In this article, we will discuss what could happen in your dog’s mouth and how much fixing it would probably cost you.
What is periodontal pathology in a dog’s gums?
Periodontal disease and gum disease, also known as periodontitis is a name for an infection that comes from bacteria in the dog’s gums and mouth. It is hard to see in the beginning stages, so owners usually notice that something is wrong with their dog when the dogs start to avoid eating solid food, are not happy to chew anymore or there is just a bad smell coming out of their dog’s mouth. In later stages of periodontitis, owners may notice teeth decaying, redness and swelling of the gums, and a more generalized spread of the infection.
I have heard the word gingivitis, what is the difference from periodontitis?
When food gets trapped between the teeth, bacteria tend to enjoy and start to multiply in the gums. This speeds up the development of plaque which if left untreated turns into hard tartar. The tartar causes irritation of the gum line, which is known as gingivitis and it is the first stage of periodontal disease development.
Gingivitis could be resolved if the owner reacts on time and takes the dog for a vet visit. However, if the infection has already spread around the tooth and has started to cause decay, then the vet may decide on a more rigorous way of treatment and disease management.
What could lead to periodontal disease in my dog?
You know how your vet may tell you that you should try and teach your dog to brush its teeth and you laugh? But then you end up at the vet’s office for periodontal disease? Well, believe it or not, the most common reason for this pathology is the lack of oral hygiene, just like in humans. Other reasons that could cause disease are irregular teeth alignment, dirty toys, and chewing hard stuff that could cause bleeding in the gums. All of these factors contribute to bacteria buildup, which if it’s not cleaned properly could lead to plaque formation that eventually turns into hard tartar, which damages the teeth.

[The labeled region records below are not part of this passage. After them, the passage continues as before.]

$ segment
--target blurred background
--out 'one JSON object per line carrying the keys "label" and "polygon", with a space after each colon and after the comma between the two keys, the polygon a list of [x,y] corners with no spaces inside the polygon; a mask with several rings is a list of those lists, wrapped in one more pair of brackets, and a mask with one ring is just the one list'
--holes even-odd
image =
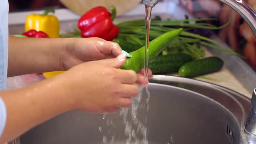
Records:
{"label": "blurred background", "polygon": [[[107,2],[109,0],[111,0]],[[55,9],[66,8],[61,1],[9,0],[10,12],[40,10],[49,7]],[[249,26],[240,14],[219,0],[159,0],[160,2],[171,1],[179,3],[182,7],[196,18],[211,17],[219,20],[216,23],[211,24],[220,26],[229,21],[230,23],[228,26],[215,31],[215,33],[231,49],[246,57],[246,61],[254,69],[256,69],[256,39]],[[244,1],[247,1],[254,9],[256,9],[256,0]],[[127,6],[119,6],[119,8],[125,9]],[[84,8],[82,10],[84,10]]]}

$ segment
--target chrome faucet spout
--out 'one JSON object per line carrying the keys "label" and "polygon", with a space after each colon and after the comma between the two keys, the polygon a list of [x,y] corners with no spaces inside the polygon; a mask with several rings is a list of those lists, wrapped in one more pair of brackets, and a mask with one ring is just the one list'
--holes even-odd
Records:
{"label": "chrome faucet spout", "polygon": [[154,7],[158,2],[158,0],[142,0],[142,3],[151,7]]}

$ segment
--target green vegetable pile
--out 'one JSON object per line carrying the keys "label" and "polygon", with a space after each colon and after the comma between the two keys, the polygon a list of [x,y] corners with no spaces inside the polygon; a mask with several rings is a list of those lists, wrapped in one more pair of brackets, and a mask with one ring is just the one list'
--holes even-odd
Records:
{"label": "green vegetable pile", "polygon": [[[204,58],[206,47],[213,48],[243,57],[232,50],[223,49],[221,43],[203,36],[193,33],[193,30],[217,30],[227,23],[217,27],[203,22],[216,20],[210,18],[162,20],[159,17],[151,21],[150,39],[152,40],[163,34],[183,28],[179,36],[173,39],[167,46],[149,64],[153,74],[179,72],[186,77],[194,77],[221,69],[223,62],[219,58]],[[145,20],[136,20],[116,23],[120,33],[112,41],[117,43],[123,50],[131,52],[144,46]],[[80,31],[61,34],[61,37],[79,37]],[[150,45],[149,47],[150,51]]]}

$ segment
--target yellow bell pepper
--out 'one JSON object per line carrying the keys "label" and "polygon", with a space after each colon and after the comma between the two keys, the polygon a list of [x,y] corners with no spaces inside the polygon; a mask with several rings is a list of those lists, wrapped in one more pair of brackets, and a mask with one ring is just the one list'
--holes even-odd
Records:
{"label": "yellow bell pepper", "polygon": [[52,77],[53,77],[55,75],[59,75],[61,73],[64,72],[65,71],[55,71],[55,72],[44,72],[43,73],[43,75],[44,76],[45,78],[46,79],[48,79]]}
{"label": "yellow bell pepper", "polygon": [[25,31],[34,29],[41,31],[47,34],[50,38],[59,36],[59,22],[54,15],[48,15],[55,13],[54,10],[46,10],[42,15],[32,14],[26,20]]}

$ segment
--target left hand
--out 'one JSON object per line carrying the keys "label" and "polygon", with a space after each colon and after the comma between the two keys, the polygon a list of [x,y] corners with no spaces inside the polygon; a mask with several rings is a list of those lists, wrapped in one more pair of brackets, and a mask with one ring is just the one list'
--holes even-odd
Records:
{"label": "left hand", "polygon": [[[72,38],[66,49],[62,60],[63,69],[67,70],[82,62],[116,57],[121,54],[122,49],[118,43],[106,41],[98,38]],[[138,83],[147,84],[147,78],[140,72]],[[148,77],[152,77],[150,69],[148,70]]]}

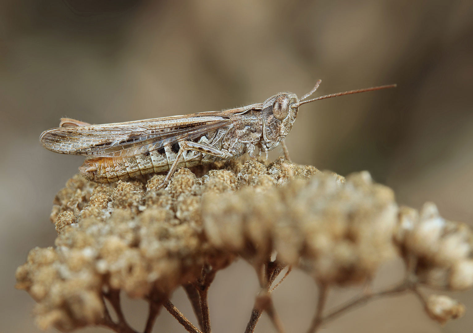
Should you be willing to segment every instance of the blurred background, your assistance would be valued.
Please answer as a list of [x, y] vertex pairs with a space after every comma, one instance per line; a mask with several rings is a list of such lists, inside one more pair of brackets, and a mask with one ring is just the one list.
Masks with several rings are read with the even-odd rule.
[[[473, 225], [473, 2], [469, 0], [2, 0], [0, 2], [0, 331], [38, 332], [34, 302], [14, 289], [29, 250], [52, 246], [56, 193], [83, 158], [43, 149], [41, 133], [67, 116], [93, 123], [230, 108], [282, 91], [317, 95], [395, 83], [301, 107], [287, 142], [293, 161], [346, 175], [369, 171], [419, 208]], [[273, 153], [274, 158], [280, 150]], [[375, 285], [400, 279], [386, 265]], [[314, 311], [313, 281], [295, 272], [274, 294], [288, 332]], [[238, 262], [217, 275], [215, 332], [243, 332], [258, 291]], [[356, 289], [335, 290], [329, 305]], [[405, 296], [352, 311], [324, 332], [459, 332]], [[193, 318], [184, 292], [173, 301]], [[141, 330], [144, 302], [126, 300]], [[100, 328], [81, 332], [109, 332]], [[166, 311], [155, 332], [184, 332]], [[263, 315], [256, 332], [274, 332]]]

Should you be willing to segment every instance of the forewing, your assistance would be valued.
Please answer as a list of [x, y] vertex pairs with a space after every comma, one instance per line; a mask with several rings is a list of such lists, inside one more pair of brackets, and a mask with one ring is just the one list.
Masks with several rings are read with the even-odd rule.
[[[234, 109], [236, 111], [237, 109]], [[114, 157], [134, 156], [176, 141], [192, 140], [231, 123], [234, 110], [136, 121], [45, 131], [40, 141], [46, 149], [65, 154]]]

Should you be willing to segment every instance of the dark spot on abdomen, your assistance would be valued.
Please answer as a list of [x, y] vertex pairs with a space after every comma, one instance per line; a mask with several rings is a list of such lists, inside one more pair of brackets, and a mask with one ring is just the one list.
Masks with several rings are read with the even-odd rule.
[[175, 142], [171, 146], [171, 151], [174, 154], [177, 154], [181, 146], [179, 145], [179, 142]]

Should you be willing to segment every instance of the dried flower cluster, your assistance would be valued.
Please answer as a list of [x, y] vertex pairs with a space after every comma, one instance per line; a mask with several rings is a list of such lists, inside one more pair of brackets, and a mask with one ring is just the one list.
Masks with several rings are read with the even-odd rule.
[[[283, 331], [271, 293], [288, 266], [288, 272], [292, 267], [305, 271], [321, 288], [309, 332], [357, 304], [407, 290], [440, 323], [463, 314], [455, 300], [424, 296], [418, 289], [420, 284], [444, 290], [473, 285], [473, 233], [441, 218], [433, 204], [420, 213], [399, 208], [392, 191], [374, 183], [366, 171], [345, 179], [282, 158], [268, 165], [249, 160], [219, 167], [198, 178], [181, 169], [158, 190], [162, 175], [112, 185], [79, 176], [70, 179], [51, 214], [58, 233], [55, 247], [32, 249], [17, 272], [17, 287], [38, 303], [39, 326], [69, 331], [103, 325], [133, 332], [120, 307], [122, 290], [149, 302], [145, 332], [164, 307], [189, 332], [207, 333], [207, 291], [215, 272], [238, 256], [256, 269], [262, 288], [248, 333], [263, 311]], [[324, 315], [330, 285], [365, 283], [381, 264], [399, 255], [407, 268], [401, 284]], [[181, 285], [200, 330], [168, 300]], [[118, 322], [111, 319], [105, 299]]]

What are the signs of periodontal disease in dogs and how is it diagnosed?
Symptoms usually depend on the severity of the disease but in general, most owners notice the following signs:
- bad breath
- bleeding and inflamed gums
- decreased appetite
- excessive drooling
- pain that won’t go away
- loose or missing teeth
In order for your vet to have a better look at your dog’s mouth, he may need to lightly sedate it first. Then he can perform a proper exam of the mouth cavity and check out the teeth and the gums. In some cases, where there is obvious tooth deterioration, he may need to take x-rays as well.
Treating periodontal disease in dogs
The treatment, as well as the clinical signs, vary depending on the stage of the disease. In cases where there is obvious gingivitis, your dog may do proper cleaning of the tartar and plaque, which is done under general anesthesia. In more severe cases, the vet may even pull out a rotten tooth, which is no longer in use but is causing discomfort and pain for your dog.
The biggest way to prevent this disease is mainly with regular visits to the vet and follow the instructions about cleaning and teeth washing. However, even when this happens, some breeds are more prone to periodontal diseases, such as Chihuahua, Pugs, Maltese, French bulldogs, Shih Tzu, and English bulldogs.
Depending on what your vet may decide to do, dog gum disease treatment could cost you somewhere between $100 and $2000.